The initial reaction that both my husband and I had is that the most important part of the press conference might not have been his remarks on gay people, bur rather his statement on the pastoral care of divorced and remarried Catholics, including the question of whether or not such persons should be free to receive the sacrament of communion at any point.
Pope Francis is transforming perceptions of the Church through the change in tone and focus that have marked his papacy. It remains unclear whether or not a change in policy in regard to the pastoral approach to divorced and remarried Catholics will occur, but certainly this is among the most plausible and transformative changes that could take place.
This delicate issue has already led a number of bishops to ponder possible changes to this aspect of pastoral care, including those often labeled theological “conservatives.” The bishops have seen the deep wounds that have been caused by the denial of communion to those who are divorced and remarried. Most of us in the West have also witnessed that pain and suffering, that sense of alienation. Meanwhile, our Orthodox brothers and sisters, as Pope Francis noted, have chosen an alternative approach, one that avoids shortcuts, yet is animated by mercy.

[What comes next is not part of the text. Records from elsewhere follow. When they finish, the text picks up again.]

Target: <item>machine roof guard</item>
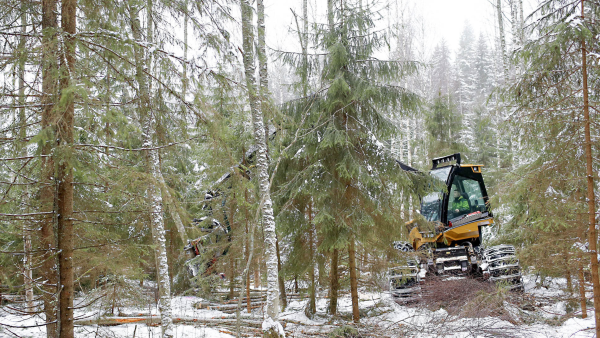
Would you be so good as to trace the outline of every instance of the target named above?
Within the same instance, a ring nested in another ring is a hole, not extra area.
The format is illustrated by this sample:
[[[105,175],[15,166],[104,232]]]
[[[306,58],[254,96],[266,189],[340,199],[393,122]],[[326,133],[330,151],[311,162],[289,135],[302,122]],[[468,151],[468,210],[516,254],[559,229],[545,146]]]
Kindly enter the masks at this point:
[[[444,157],[434,158],[431,161],[433,162],[433,167],[431,168],[432,170],[436,169],[442,163],[451,162],[451,161],[456,161],[456,164],[460,165],[460,153],[456,153],[456,154],[452,154],[452,155],[448,155],[448,156],[444,156]]]

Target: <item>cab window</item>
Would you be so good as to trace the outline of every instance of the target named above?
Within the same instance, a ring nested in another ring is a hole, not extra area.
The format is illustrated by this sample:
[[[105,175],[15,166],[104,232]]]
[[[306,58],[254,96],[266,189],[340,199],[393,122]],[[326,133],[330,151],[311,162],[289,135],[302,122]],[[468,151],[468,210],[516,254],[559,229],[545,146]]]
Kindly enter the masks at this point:
[[[448,197],[448,219],[478,210],[485,210],[479,182],[460,175],[455,176]]]

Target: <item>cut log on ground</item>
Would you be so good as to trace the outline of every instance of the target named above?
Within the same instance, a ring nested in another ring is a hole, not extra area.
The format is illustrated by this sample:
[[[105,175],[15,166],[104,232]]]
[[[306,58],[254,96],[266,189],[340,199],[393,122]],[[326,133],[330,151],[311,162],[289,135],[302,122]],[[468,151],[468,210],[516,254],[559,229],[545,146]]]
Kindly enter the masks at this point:
[[[262,321],[255,320],[241,320],[242,324],[247,327],[262,328]],[[144,316],[144,317],[104,317],[98,319],[84,319],[76,320],[75,325],[122,325],[122,324],[146,324],[146,325],[159,325],[160,317],[158,316]],[[192,317],[173,317],[174,324],[217,324],[217,325],[235,325],[235,319],[228,318],[192,318]]]
[[[250,307],[254,308],[254,307],[260,307],[264,305],[264,302],[251,302],[250,303]],[[209,309],[209,310],[217,310],[217,311],[222,311],[222,310],[235,310],[237,309],[237,304],[215,304],[215,303],[196,303],[194,304],[194,308],[196,309]],[[246,308],[246,303],[242,304],[243,309]]]

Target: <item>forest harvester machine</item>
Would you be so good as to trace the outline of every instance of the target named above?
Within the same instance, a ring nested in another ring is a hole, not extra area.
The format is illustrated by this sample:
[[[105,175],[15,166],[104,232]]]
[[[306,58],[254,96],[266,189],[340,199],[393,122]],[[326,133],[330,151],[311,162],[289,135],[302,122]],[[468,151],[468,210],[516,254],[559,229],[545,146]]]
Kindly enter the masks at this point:
[[[400,166],[405,171],[417,171]],[[481,276],[511,290],[523,290],[515,248],[506,244],[482,246],[482,229],[494,223],[482,167],[462,164],[460,154],[433,159],[429,174],[441,189],[421,198],[420,217],[406,224],[409,242],[394,243],[409,257],[403,265],[389,270],[390,293],[396,301],[417,300],[423,286],[436,276]]]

Of course, as Pope Francis says, it’s complicated. The preeminent concern in altering these policies is that it would weaken the Church’s commitment to the indissolubility of marriage.
The reality is that the Church’s position on marriage has often not been demanding enough, as it has too frequently promoted “traditional marriage” instead of insisting upon Christ’s vision of one-flesh marriage. The commitment to permanence is even stronger in the latter, since communion in and through God is the ultimate objective.

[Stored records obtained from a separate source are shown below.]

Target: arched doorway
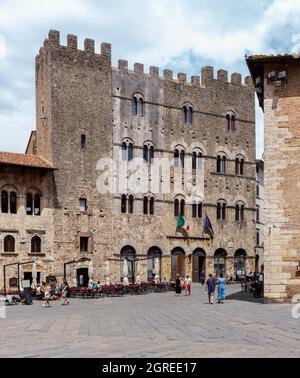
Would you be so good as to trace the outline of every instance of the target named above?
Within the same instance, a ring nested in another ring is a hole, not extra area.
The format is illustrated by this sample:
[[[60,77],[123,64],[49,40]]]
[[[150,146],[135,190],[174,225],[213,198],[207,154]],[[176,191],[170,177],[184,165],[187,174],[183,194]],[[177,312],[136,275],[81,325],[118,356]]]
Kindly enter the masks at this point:
[[[234,254],[234,274],[236,280],[246,277],[247,253],[244,249],[238,249]]]
[[[77,269],[77,285],[80,287],[87,287],[89,284],[89,269],[78,268]]]
[[[155,272],[155,258],[158,257],[159,259],[159,272],[158,275],[161,277],[161,249],[158,247],[151,247],[147,253],[147,280],[148,282],[152,282],[155,278],[155,275],[157,274]]]
[[[177,247],[171,252],[171,278],[176,279],[178,273],[181,277],[185,276],[185,252],[182,248]]]
[[[128,262],[128,280],[130,283],[134,282],[134,259],[136,256],[136,251],[130,245],[126,245],[121,249],[121,262],[120,262],[120,277],[121,281],[124,278],[123,268],[124,268],[124,260],[127,259]]]
[[[206,253],[204,249],[197,248],[193,253],[193,282],[200,282],[200,274],[206,270]]]
[[[225,249],[217,249],[214,257],[214,271],[217,275],[220,273],[226,274],[226,257]]]

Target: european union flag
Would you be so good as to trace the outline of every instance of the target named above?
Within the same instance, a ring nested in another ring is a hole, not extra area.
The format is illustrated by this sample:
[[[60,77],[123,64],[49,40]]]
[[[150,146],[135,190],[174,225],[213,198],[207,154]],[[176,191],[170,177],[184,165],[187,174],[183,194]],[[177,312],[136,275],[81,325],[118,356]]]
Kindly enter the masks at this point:
[[[210,219],[208,215],[206,214],[205,221],[204,221],[204,232],[208,233],[211,238],[213,238],[214,230],[212,228]]]

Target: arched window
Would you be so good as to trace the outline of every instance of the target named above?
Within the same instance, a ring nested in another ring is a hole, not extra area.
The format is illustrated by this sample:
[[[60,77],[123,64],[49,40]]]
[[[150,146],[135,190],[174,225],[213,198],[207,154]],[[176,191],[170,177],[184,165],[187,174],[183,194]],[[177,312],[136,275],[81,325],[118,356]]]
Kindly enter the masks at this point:
[[[148,164],[151,164],[152,159],[154,158],[154,146],[151,144],[151,142],[147,142],[146,144],[144,144],[143,151],[144,160]]]
[[[235,174],[243,176],[244,175],[244,165],[245,159],[243,157],[237,157],[235,159]]]
[[[192,205],[192,217],[194,219],[202,218],[202,203],[193,203]]]
[[[129,143],[128,145],[128,161],[133,160],[133,144]]]
[[[227,131],[230,131],[230,115],[226,114],[226,124],[227,124]]]
[[[184,159],[185,159],[185,151],[182,150],[180,152],[180,166],[181,166],[181,168],[184,168]]]
[[[154,197],[150,198],[150,215],[154,215]]]
[[[144,145],[144,148],[143,148],[143,155],[144,155],[144,160],[149,163],[149,153],[148,153],[148,146],[147,145]]]
[[[121,144],[121,160],[131,161],[133,160],[133,142],[131,139],[126,139]]]
[[[183,216],[185,215],[185,200],[184,199],[180,201],[180,214]]]
[[[176,198],[174,202],[174,216],[178,217],[179,216],[179,199]]]
[[[132,115],[134,117],[144,117],[144,98],[139,93],[132,97]]]
[[[241,159],[241,162],[240,162],[240,175],[241,176],[244,175],[244,164],[245,164],[245,160]]]
[[[217,220],[226,220],[226,202],[223,200],[217,203]]]
[[[150,146],[150,150],[149,150],[149,160],[150,160],[150,164],[152,163],[152,159],[154,159],[154,147],[153,147],[153,146]]]
[[[183,146],[177,146],[174,150],[174,166],[184,168],[185,150]]]
[[[10,213],[17,214],[17,193],[16,192],[10,193],[9,205],[10,205]]]
[[[1,192],[1,212],[8,213],[8,193],[6,190]]]
[[[123,194],[121,197],[121,213],[127,213],[127,196],[125,194]]]
[[[133,116],[138,115],[138,100],[136,97],[132,98],[132,115]]]
[[[144,214],[154,215],[154,197],[152,195],[144,196]]]
[[[236,118],[235,118],[235,115],[233,114],[231,116],[231,131],[232,132],[235,132],[235,121],[236,121]]]
[[[217,156],[217,173],[226,173],[226,156]]]
[[[133,202],[134,202],[133,196],[130,195],[128,197],[128,213],[129,214],[133,214]]]
[[[189,107],[188,108],[188,125],[193,124],[193,108]]]
[[[183,123],[185,125],[193,124],[193,107],[191,105],[184,105],[182,108]]]
[[[179,167],[179,151],[177,149],[174,151],[174,166]]]
[[[202,152],[195,150],[192,153],[192,169],[194,171],[202,170]]]
[[[33,214],[33,196],[32,196],[32,193],[26,194],[26,214],[27,215]]]
[[[41,215],[41,196],[38,193],[34,196],[34,215]]]
[[[121,197],[121,213],[122,214],[133,214],[133,195],[123,194]]]
[[[144,197],[144,214],[148,214],[148,197]]]
[[[235,205],[235,220],[237,222],[244,222],[245,219],[245,205],[241,202],[238,202]]]
[[[226,128],[227,128],[227,131],[235,132],[236,116],[233,112],[228,112],[226,114]]]
[[[11,235],[4,238],[4,253],[15,253],[15,238]]]
[[[142,98],[138,102],[138,116],[144,117],[144,100]]]
[[[125,142],[121,145],[121,159],[122,161],[127,160],[127,144]]]
[[[182,109],[182,115],[183,115],[183,123],[186,124],[188,121],[188,115],[187,115],[187,107],[184,106]]]
[[[31,239],[31,253],[41,253],[42,252],[42,241],[38,236],[34,236]]]

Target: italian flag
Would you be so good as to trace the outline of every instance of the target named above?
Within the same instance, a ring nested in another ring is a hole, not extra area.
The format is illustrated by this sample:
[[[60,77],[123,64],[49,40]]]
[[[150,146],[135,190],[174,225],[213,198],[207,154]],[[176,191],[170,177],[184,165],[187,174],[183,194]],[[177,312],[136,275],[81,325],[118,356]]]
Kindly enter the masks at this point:
[[[186,232],[189,231],[190,226],[187,224],[184,216],[182,214],[179,214],[178,221],[177,221],[177,227],[182,228]]]

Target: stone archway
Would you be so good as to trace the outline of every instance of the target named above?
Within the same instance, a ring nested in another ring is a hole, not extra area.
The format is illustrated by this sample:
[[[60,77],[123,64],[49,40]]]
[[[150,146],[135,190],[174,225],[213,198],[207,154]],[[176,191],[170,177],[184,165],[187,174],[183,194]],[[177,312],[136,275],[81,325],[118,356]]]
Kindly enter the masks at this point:
[[[220,273],[226,274],[226,259],[227,252],[225,249],[217,249],[214,256],[214,272],[216,275]]]
[[[147,252],[147,281],[152,282],[155,278],[155,258],[159,258],[159,277],[161,277],[161,256],[162,251],[159,247],[151,247]]]
[[[120,253],[120,278],[123,281],[124,274],[123,274],[123,267],[124,267],[124,260],[127,259],[128,262],[128,280],[130,283],[134,282],[134,260],[136,256],[136,250],[130,245],[126,245],[121,249]]]
[[[206,253],[204,249],[197,248],[193,252],[193,282],[199,283],[201,273],[206,271]]]
[[[174,248],[171,252],[171,278],[176,279],[176,274],[185,277],[185,251],[181,247]]]
[[[236,280],[246,277],[247,253],[244,249],[238,249],[234,254],[234,274]]]

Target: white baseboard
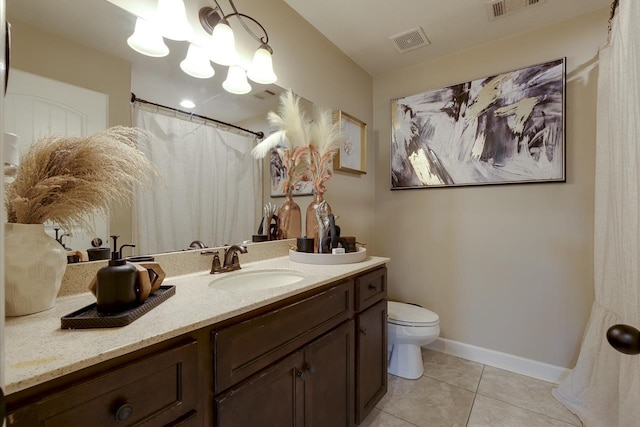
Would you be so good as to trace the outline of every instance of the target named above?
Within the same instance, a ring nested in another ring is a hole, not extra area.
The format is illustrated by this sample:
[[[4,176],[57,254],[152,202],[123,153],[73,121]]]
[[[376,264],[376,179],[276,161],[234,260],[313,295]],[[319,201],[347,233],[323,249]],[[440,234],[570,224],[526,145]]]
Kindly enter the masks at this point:
[[[446,338],[438,338],[425,348],[556,384],[571,372],[567,368]]]

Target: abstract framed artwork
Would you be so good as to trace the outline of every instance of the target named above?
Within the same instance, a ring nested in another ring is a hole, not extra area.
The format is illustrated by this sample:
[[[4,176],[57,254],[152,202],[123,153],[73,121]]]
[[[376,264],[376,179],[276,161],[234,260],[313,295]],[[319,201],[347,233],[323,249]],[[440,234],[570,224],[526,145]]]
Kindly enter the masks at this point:
[[[344,140],[333,158],[333,168],[352,173],[367,173],[367,124],[345,113],[335,111],[333,119],[340,125]]]
[[[565,59],[391,100],[391,189],[565,182]]]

So can Christ’s vision of marriage be reconciled with allowing divorced and remarried Catholics to receive communion? The fundamental question is: would Christ deny these persons a seat at the Lord ’s table? Pope Francis appears to be alluding to this ultimate standard when he speaks about this being a “kairos moment for mercy.”

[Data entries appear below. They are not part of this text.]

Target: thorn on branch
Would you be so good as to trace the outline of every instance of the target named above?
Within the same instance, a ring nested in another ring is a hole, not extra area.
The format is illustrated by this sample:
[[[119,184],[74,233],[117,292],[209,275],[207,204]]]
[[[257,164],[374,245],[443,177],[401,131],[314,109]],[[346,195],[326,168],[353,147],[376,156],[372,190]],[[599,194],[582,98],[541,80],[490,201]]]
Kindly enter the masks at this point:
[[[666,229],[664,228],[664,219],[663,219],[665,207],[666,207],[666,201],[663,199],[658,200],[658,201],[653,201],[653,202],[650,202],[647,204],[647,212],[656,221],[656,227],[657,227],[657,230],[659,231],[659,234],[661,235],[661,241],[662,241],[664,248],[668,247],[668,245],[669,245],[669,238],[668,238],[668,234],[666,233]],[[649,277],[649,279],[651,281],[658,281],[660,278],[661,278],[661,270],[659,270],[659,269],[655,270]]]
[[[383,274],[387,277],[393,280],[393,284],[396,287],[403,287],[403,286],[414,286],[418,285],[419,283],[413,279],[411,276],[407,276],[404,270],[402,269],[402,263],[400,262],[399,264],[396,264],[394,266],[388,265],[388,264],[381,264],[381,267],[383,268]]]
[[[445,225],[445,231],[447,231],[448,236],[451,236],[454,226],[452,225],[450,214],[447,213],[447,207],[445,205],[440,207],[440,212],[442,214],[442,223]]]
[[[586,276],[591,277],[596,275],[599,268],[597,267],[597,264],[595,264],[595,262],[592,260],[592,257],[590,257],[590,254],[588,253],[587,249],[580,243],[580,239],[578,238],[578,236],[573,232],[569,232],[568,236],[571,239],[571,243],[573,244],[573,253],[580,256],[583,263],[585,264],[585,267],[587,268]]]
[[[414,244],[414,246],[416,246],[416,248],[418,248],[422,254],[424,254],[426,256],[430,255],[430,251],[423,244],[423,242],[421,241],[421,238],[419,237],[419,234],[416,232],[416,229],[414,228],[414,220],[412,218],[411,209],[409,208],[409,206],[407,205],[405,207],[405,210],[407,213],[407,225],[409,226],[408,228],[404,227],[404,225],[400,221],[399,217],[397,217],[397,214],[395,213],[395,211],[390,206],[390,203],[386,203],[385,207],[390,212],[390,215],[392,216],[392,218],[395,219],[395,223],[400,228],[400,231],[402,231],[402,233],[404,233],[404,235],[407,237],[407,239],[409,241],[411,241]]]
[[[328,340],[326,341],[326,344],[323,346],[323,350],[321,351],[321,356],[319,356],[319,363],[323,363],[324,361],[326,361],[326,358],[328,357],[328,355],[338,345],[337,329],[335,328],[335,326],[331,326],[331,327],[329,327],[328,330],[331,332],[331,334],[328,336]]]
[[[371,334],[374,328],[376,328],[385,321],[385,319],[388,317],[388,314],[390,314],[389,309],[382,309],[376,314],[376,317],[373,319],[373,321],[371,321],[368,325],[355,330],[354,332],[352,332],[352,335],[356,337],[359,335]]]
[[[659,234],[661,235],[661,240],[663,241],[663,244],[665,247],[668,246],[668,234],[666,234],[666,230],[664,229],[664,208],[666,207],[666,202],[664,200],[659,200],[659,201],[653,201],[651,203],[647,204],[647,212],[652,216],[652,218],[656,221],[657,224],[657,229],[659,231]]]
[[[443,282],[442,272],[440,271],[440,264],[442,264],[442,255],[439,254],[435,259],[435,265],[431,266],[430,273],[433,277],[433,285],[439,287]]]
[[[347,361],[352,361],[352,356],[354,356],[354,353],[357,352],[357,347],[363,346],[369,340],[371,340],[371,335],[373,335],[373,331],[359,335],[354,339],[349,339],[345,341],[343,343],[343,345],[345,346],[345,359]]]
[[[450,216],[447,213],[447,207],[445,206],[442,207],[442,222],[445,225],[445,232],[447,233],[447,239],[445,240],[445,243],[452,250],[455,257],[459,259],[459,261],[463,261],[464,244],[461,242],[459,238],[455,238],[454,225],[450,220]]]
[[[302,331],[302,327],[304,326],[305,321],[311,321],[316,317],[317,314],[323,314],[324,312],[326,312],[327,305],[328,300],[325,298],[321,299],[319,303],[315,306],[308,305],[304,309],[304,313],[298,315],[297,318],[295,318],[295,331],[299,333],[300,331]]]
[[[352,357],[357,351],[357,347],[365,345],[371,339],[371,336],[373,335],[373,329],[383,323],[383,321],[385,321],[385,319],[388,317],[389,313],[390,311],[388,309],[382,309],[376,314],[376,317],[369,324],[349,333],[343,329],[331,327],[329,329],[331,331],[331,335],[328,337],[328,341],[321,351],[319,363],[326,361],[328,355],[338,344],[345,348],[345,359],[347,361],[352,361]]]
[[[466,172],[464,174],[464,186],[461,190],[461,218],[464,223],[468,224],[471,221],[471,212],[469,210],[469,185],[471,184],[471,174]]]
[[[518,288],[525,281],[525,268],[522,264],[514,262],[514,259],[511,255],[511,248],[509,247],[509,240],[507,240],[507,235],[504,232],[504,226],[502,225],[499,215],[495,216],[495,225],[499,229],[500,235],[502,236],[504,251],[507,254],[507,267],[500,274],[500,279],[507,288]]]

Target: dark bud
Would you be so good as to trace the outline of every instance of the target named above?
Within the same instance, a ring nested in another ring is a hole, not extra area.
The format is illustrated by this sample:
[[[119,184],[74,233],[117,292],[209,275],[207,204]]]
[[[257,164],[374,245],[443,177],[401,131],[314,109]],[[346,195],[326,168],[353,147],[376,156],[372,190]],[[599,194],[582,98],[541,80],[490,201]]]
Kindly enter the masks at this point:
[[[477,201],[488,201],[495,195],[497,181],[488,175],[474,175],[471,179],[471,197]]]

But can this commitment to mercy and forgiveness, based on a recognition of the frailty of the human person, coexist with a firm, robust commitment to one-flesh marriage? Let us hope and pray that the eight members of the Council of Cardinals, who will meet to discuss this issue (among others), find a path forward so that we can end the alienation felt by far too many of our brothers and sisters in Christ who in the wake of personal mistakes are earnestly desiring and striving for greater communion.